In 2008, following a 38 year career as a tool maker, manager and business owner, George Whitney left his position to become a full-time artist working exclusively in glass. Using published materials and attending workshops with some of the top talents working in glass, he has worked to develop his technical skills and his voice. Born in Ontario, Canada in 1952 George is continuing to build his studio and gallery there. He has participated in many local shows and competitions and he has work in collections in Canada and the USA.
George came to glass later in life after spending time with steel and wood. It was almost by accident but ten years later, he is still working with glass to develop his style and technique.
“Glass is an amazing material to work with. It can be transparent or opaque. It can reflect both internally and externally. It can be very fragile and also massive and solid. I am very interested in what happens inside the glass sculpture, and how it relates to what is happening on the outside. The contrast between the polished surfaces and the natural textures taken from nature and the way that the light interacts and changes the piece are increasingly part of the objective. During the last year, I have been working to enlarge upon the outside of the work, while maintaining the inner form”.
“Glass is unlike all other media that can be used for sculpture. The fact that you can see into the heart of the piece and see the form that it is on the other side presents challenges and opportunities”.
George’s method of using ice and eventually naturally occurring icicles to generate the voids and cavities was developed during his search for ways to create voids in the glass. The interaction between the ice and the hot wax creates incredible surface textures on the inner forms. These textures form the surface that is seen by the viewer. He is now working to bring other textures to his work and to move from rectangular cross sections to shapes that enhance and expand on the visual impact of the pieces.

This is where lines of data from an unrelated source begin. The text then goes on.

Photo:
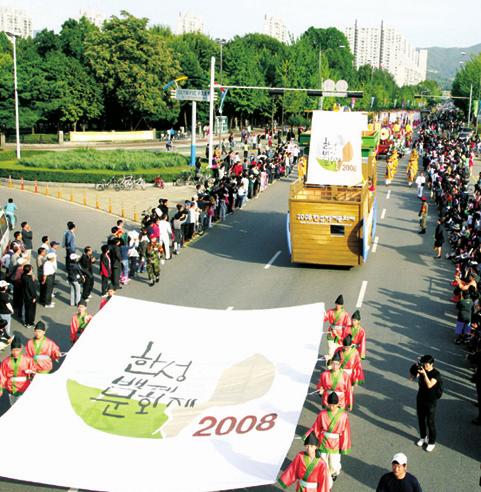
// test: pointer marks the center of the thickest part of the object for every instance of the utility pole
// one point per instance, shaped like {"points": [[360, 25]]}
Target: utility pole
{"points": [[321, 100], [479, 99], [211, 111], [470, 104], [219, 129], [13, 39], [193, 134]]}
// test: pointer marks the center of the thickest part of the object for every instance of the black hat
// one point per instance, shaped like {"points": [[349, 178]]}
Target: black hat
{"points": [[332, 399], [336, 357], [426, 359], [40, 326], [311, 440], [347, 341], [16, 343]]}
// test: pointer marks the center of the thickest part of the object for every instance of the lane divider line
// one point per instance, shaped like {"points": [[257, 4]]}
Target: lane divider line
{"points": [[362, 293], [272, 260]]}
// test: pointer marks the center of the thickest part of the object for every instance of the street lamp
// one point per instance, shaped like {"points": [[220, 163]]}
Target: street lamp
{"points": [[321, 101], [221, 43], [463, 53], [13, 38]]}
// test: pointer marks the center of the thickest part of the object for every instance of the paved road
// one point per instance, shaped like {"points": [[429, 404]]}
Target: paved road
{"points": [[405, 312]]}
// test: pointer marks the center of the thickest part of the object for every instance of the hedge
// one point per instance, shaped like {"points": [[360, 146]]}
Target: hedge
{"points": [[11, 155], [35, 138], [115, 160], [84, 176]]}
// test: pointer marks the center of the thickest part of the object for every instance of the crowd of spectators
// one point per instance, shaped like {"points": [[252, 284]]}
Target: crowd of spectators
{"points": [[29, 277], [448, 161]]}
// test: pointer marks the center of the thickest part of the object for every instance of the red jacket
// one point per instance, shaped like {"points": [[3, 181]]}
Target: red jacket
{"points": [[17, 375]]}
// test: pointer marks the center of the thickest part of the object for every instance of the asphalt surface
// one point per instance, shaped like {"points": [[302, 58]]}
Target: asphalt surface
{"points": [[405, 311]]}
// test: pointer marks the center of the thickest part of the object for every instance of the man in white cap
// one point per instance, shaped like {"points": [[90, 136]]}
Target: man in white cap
{"points": [[6, 308], [398, 480]]}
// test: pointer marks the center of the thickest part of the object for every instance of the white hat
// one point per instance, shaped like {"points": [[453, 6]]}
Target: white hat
{"points": [[400, 458]]}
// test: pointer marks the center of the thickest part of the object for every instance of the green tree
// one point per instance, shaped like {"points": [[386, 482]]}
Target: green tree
{"points": [[73, 95], [132, 63], [73, 36], [469, 76]]}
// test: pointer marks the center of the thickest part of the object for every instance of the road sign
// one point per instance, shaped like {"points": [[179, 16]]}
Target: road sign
{"points": [[192, 95], [334, 89]]}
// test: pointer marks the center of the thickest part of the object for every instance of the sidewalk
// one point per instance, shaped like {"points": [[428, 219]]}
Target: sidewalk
{"points": [[126, 204]]}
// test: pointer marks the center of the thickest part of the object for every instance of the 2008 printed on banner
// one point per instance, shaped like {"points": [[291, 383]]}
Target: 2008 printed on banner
{"points": [[231, 424]]}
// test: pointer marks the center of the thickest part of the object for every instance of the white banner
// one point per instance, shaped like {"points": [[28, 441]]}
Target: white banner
{"points": [[160, 397], [335, 156], [113, 136]]}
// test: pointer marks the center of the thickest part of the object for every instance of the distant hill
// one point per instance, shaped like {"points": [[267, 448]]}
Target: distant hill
{"points": [[443, 63]]}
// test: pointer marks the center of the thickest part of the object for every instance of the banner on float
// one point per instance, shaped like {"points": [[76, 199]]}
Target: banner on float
{"points": [[160, 397], [335, 156]]}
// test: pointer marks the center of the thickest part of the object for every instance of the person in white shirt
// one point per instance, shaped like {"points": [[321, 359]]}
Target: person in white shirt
{"points": [[420, 182], [49, 270], [165, 233]]}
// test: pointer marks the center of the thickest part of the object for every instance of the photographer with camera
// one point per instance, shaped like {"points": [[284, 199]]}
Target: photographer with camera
{"points": [[430, 390]]}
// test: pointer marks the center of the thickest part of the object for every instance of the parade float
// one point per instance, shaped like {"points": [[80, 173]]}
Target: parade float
{"points": [[332, 209]]}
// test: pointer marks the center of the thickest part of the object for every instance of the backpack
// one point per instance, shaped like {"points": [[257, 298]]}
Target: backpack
{"points": [[438, 389]]}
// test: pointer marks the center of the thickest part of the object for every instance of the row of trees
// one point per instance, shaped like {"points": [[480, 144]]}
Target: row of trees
{"points": [[467, 84], [112, 78]]}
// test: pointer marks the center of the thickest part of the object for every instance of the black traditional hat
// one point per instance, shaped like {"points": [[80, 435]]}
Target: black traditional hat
{"points": [[311, 440], [336, 357], [332, 399], [16, 343], [347, 342]]}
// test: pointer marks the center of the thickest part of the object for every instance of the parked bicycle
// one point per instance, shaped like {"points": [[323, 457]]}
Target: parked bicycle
{"points": [[105, 184], [124, 183]]}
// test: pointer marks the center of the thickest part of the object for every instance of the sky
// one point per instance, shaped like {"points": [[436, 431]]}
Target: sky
{"points": [[424, 23]]}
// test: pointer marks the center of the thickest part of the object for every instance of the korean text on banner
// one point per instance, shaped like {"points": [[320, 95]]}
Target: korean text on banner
{"points": [[160, 397], [335, 156]]}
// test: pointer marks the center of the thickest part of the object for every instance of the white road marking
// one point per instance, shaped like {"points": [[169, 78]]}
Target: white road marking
{"points": [[362, 293], [272, 260]]}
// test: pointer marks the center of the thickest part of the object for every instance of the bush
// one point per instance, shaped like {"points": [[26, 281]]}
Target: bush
{"points": [[84, 176], [35, 138], [115, 160], [10, 155]]}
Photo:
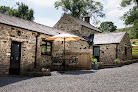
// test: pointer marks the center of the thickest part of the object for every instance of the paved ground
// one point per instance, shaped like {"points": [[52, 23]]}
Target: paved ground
{"points": [[122, 79]]}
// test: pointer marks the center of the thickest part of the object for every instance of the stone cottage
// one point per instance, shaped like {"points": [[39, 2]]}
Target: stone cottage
{"points": [[23, 45], [109, 46], [106, 47], [76, 26]]}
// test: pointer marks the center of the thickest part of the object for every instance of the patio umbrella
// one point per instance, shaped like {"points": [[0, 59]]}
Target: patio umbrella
{"points": [[64, 37]]}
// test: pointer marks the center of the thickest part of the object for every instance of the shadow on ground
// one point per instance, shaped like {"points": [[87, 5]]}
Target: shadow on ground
{"points": [[77, 72], [6, 80]]}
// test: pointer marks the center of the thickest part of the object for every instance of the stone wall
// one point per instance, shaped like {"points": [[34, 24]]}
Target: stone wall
{"points": [[110, 52], [27, 40], [69, 25], [28, 44], [107, 53]]}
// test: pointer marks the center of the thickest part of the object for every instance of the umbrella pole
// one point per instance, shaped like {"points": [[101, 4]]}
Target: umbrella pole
{"points": [[64, 54]]}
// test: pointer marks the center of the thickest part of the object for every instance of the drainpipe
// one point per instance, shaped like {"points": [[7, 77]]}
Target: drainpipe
{"points": [[116, 50], [36, 50]]}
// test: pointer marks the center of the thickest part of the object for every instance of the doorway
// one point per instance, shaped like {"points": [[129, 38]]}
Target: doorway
{"points": [[15, 58], [96, 52]]}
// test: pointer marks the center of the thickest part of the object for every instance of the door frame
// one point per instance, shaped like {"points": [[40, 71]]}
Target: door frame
{"points": [[97, 57], [15, 42]]}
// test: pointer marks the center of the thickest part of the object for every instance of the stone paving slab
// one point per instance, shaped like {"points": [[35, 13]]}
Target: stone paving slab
{"points": [[120, 79]]}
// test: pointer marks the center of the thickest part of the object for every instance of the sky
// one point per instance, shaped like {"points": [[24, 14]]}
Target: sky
{"points": [[47, 14]]}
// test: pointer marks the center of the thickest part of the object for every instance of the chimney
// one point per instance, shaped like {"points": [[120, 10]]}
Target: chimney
{"points": [[87, 18]]}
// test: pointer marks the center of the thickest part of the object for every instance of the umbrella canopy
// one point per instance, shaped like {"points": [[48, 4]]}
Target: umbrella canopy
{"points": [[64, 37]]}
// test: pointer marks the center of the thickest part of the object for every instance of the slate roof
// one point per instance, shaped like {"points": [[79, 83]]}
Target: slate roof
{"points": [[108, 38], [33, 26], [83, 23]]}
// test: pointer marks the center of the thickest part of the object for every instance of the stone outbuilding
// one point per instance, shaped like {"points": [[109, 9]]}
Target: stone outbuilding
{"points": [[23, 45], [106, 47], [110, 46]]}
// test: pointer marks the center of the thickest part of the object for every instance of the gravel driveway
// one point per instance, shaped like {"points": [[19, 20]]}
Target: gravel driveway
{"points": [[121, 79]]}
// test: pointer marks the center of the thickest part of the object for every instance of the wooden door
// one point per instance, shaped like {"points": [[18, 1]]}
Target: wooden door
{"points": [[96, 52], [15, 58]]}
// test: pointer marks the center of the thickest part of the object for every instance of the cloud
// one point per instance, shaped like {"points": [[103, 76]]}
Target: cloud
{"points": [[45, 21], [44, 3]]}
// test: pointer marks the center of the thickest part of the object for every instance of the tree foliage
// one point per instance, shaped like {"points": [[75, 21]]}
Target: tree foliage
{"points": [[78, 8], [22, 11], [107, 26], [131, 16]]}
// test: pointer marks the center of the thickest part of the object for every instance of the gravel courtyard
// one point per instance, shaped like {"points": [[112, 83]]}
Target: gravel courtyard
{"points": [[121, 79]]}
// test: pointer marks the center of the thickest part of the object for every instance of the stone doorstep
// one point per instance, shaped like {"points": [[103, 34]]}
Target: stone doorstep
{"points": [[37, 74]]}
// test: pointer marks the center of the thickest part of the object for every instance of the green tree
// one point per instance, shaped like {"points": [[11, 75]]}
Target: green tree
{"points": [[107, 26], [22, 11], [131, 16], [78, 8]]}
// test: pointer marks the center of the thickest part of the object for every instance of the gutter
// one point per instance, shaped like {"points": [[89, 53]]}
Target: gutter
{"points": [[36, 49]]}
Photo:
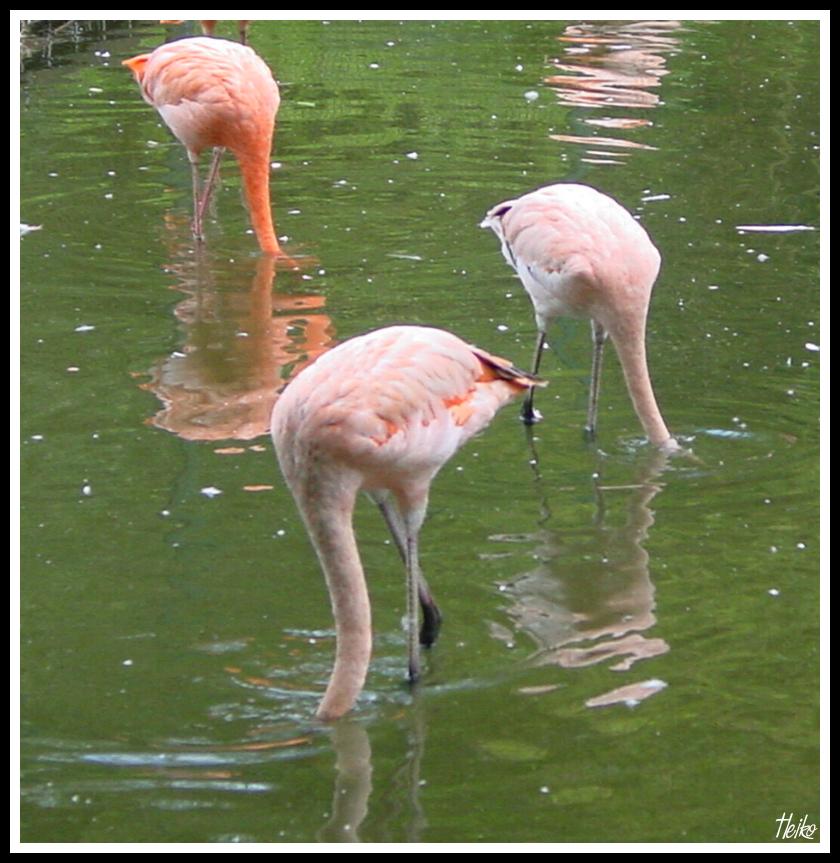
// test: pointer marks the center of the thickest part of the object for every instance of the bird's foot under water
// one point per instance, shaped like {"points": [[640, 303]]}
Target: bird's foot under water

“I am leaving some of the surfaces as cast, some are polished and finished with a matte finish and some are taken to a full polish. Naturally, light is critical to the way the viewer sees the work and what impression they are left with. It is important to me that I continue to build upon my abilities and to bring more tools to the finished work. I am always looking for opportunities to see and learn and practise. The work that I am doing is time intensive. From the development of the design to the making of the wax and the mould and the firing and finishing can be a long and challenging path, however the end result can only be produced using glass and the end does indeed justify the means”.